Last week I noticed two small charges on my Chase MasterCard bill which didn’t look right. Sure enough, they were “pond scum” charges: Internet sites that trick you into a subscription, hoping to charge thousands of people a small sum for months until they catch on. (My wife sent someone a greeting card and now was charged $3.99 a month for the “benefit” do doing it again whenever she pleased.
The Chase system was awful. Dozens of prompts intended to prevent you from finding a living person. Then two people in succession who believed the priority was to get me off the line and have someone else deal with me. Neither had the inclination (or empowerment) to try to help, and when the second one put me on hold for the fraud protection unit, I waited five minutes and hung up.
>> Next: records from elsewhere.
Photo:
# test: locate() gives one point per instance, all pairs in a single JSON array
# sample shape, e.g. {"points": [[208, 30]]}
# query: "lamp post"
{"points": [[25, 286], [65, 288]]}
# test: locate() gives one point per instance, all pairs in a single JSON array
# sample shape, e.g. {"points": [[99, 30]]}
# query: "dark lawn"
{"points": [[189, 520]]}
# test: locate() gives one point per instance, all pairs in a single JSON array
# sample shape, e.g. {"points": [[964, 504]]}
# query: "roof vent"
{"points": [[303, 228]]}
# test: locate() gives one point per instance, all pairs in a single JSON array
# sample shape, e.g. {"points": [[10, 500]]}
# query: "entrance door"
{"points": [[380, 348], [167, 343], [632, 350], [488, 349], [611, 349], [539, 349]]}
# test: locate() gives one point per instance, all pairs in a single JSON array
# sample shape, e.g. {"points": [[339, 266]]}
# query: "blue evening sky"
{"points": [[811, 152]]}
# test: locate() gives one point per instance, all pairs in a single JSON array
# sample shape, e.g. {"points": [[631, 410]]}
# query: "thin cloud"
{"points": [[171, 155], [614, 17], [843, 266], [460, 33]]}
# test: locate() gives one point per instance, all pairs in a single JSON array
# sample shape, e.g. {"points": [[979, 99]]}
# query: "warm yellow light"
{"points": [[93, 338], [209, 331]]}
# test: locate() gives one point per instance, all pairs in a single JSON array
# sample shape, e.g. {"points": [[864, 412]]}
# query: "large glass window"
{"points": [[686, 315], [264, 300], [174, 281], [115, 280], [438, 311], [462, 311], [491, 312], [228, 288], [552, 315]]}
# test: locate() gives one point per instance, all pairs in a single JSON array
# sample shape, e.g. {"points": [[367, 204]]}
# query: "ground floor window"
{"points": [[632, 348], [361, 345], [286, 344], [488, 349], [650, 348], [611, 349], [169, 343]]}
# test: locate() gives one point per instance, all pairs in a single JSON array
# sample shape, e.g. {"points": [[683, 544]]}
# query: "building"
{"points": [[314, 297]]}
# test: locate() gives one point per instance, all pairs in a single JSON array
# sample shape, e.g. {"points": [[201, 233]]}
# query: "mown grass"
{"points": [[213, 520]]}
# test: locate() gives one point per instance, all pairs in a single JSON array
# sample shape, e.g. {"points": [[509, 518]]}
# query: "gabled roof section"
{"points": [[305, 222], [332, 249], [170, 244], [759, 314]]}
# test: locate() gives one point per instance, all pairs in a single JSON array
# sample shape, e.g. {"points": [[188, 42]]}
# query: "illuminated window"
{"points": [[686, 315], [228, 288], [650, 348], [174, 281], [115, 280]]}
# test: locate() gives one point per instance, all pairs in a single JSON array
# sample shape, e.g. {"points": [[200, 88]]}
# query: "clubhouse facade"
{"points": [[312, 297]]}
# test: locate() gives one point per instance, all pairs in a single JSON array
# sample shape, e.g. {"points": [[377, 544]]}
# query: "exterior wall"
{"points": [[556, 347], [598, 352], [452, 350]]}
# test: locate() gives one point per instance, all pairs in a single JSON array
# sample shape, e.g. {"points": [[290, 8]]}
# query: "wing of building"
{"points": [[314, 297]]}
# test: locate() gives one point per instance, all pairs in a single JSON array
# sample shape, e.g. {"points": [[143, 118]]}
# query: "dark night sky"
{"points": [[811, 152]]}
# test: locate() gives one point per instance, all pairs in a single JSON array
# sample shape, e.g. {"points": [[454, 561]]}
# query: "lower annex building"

I called the offenders myself, arranged to cancel the charges, cut my Chase card in two, and composed a letter to the president of Chase. I had been a customer for 25 years with a spotless record. It was over, I was happy.
This morning—Saturday morning—a woman called from fraud protection, told me she had listened to my conversations before I was “disconnected” and told me I was handled abominably. She said she would personally monitor my account and alert me to any future suspicious charges, and would take the recordings to management so that front line personnel could be better selected and trained. “I want to apologize for them, for myself, and for all of us here at Chase,” she said three times.
“Is there anything else at all I can do for you?” she asked.
“Well, you’d better send me a new card since I cut the old one in half,” I mumbled.
“I’ll get it out immediately,” she promised.
Credit where credit is due (no pun intended). That’s customer retention.